My family, 21st Century-Urban, nuclear family celebrations:

  Shopping for clothes is just days before the festival when I can steal two evening hours off from my busy schedule. It is a hurried affair, shopping beginning and ending at a one-stop shop, as I would rather pay slightly more for my children’s clothes here than take a whole afternoon or day off to drive to a distant shopping arcade.
  I am already inundated with boxes of sweets from patients, friends and medical representatives and we decide we don’t need to prepare anymore at home except for payasam. My husband is calorie conscious, children are not too particular about any sweet and anyway, I can’t make traditional sweets as well as mom or granny did!

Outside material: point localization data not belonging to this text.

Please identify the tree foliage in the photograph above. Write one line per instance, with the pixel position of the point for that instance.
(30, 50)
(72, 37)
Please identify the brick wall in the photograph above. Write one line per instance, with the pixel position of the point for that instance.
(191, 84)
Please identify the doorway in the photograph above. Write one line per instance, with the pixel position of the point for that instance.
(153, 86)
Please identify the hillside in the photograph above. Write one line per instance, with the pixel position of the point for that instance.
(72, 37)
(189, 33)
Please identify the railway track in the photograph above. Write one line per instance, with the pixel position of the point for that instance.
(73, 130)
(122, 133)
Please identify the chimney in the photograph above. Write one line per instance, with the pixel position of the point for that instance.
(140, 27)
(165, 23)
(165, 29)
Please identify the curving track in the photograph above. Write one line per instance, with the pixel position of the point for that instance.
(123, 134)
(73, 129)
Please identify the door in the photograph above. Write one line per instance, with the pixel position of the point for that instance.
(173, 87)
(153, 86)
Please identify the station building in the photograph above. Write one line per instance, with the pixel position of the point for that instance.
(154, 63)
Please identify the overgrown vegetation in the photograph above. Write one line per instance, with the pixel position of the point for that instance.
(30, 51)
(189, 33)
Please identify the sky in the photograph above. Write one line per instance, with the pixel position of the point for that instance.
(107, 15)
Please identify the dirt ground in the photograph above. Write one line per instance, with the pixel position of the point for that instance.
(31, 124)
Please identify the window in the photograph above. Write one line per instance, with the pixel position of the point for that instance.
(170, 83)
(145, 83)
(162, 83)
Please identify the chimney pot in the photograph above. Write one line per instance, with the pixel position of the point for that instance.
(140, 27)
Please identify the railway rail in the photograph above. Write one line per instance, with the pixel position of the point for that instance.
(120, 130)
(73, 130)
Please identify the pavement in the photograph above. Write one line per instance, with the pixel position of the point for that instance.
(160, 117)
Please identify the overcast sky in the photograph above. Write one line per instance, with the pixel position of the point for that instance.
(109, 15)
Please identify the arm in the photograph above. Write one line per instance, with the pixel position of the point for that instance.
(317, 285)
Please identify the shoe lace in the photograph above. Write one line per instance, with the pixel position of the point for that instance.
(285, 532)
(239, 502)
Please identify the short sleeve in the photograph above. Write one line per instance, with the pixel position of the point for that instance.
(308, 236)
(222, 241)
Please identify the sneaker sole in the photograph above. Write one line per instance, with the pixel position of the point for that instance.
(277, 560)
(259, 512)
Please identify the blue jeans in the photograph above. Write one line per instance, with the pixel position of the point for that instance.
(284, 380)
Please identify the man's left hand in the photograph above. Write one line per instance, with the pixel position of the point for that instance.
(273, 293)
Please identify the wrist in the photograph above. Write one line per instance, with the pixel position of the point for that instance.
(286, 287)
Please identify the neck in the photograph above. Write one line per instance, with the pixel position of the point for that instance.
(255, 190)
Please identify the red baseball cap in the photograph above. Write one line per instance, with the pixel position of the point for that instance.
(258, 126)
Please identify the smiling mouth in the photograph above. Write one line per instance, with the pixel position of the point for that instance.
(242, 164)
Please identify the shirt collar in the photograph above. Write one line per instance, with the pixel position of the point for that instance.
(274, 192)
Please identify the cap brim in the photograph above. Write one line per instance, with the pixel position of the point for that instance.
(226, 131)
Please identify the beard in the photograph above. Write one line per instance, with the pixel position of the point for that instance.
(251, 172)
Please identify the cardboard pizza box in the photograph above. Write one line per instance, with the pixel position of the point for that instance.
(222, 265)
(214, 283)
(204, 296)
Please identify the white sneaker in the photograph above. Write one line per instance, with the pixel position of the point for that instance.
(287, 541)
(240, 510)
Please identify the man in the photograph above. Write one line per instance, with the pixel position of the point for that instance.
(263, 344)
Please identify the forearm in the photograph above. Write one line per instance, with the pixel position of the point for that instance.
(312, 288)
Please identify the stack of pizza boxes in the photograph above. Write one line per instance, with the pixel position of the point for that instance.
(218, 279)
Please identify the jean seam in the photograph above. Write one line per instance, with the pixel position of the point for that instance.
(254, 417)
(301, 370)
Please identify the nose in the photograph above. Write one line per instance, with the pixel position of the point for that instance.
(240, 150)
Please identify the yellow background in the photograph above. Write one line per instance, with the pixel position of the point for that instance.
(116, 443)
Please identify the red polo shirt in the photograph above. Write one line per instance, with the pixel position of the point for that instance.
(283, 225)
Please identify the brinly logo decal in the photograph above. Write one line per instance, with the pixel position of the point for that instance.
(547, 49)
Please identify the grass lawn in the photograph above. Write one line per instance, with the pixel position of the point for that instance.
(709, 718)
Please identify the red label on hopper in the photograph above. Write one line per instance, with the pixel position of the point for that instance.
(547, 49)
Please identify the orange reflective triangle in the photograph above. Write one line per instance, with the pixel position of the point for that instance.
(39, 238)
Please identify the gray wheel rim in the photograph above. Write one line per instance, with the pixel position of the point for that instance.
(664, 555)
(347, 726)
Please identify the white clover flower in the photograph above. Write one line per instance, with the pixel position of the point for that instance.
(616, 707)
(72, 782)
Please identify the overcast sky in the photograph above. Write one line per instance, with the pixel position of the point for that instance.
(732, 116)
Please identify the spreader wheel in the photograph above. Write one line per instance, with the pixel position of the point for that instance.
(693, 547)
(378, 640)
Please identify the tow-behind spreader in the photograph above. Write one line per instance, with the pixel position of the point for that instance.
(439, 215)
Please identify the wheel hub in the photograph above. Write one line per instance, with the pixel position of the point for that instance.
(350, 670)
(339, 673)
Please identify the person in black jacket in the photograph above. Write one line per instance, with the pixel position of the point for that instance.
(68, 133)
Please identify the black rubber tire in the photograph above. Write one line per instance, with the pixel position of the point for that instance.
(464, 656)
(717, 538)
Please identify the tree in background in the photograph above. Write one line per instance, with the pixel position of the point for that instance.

  Bhogi habba is now reduced to praying in the pooja room only, before a mug filled with water! The geyser in the bathroom is too high to even be adorned with flowers or kumkum. I have managed to adorn the pooja room and the front of the courtyard with my favourite rangolis in Deepavali themes the day before.
  I didn’t want my children to miss the excitement of waking up early and bursting that first cracker. I had plans of an enticing offer of a Sunday outing in the mall if they agreed to get up early and burst crackers!
  “But mom, we have decided to celebrate this Diwali without crackers!” my son had drawled when I had coaxed them out to buy crackers
  ‘What? Diwali without crackers?” I could never understand this fourteen year old. Were they serious or camouflaging the laziness to burst crackers?
  “Yeah! Noise pollution, you know. Our club in school has pledge to make this a noise-less Diwali.”
  “But-well, OK. We could play with sparklers, colour matches, snakes…Rockets? Soundless rockets, perhaps?” I was desperate not to let go of the child in me.
  “Mom, don’t you know that it is polluting the environment with the lots of carbon-di-oxide?” My eight-year-old daughter chips in.
  ‘Then what do you celebrate Deepavali with?”
  “Why, the spirit of the festival, of course! We can adorn the outside of the house with lamps…candles actually, if Dad insists that the oil will spill over and stain the compound wall. Can’t you see? It is the spirit that matters! The schools are closed, shops offer heavy discounts and freebies for consumer products, and people are wearing new clothes and exchanging gifts! Mom, Diwali can be everywhere, even without crackers!”He sermones.
  “Guess so!” I sighed. It was time to grow up, time to stop buying and bursting crackers, enjoying myself on the pretext of my children! The house was watching Deepavali celebrations across the country on TV as I quietly escaped to the virtual world- to blog fantastic memories of bygone Deepavalis!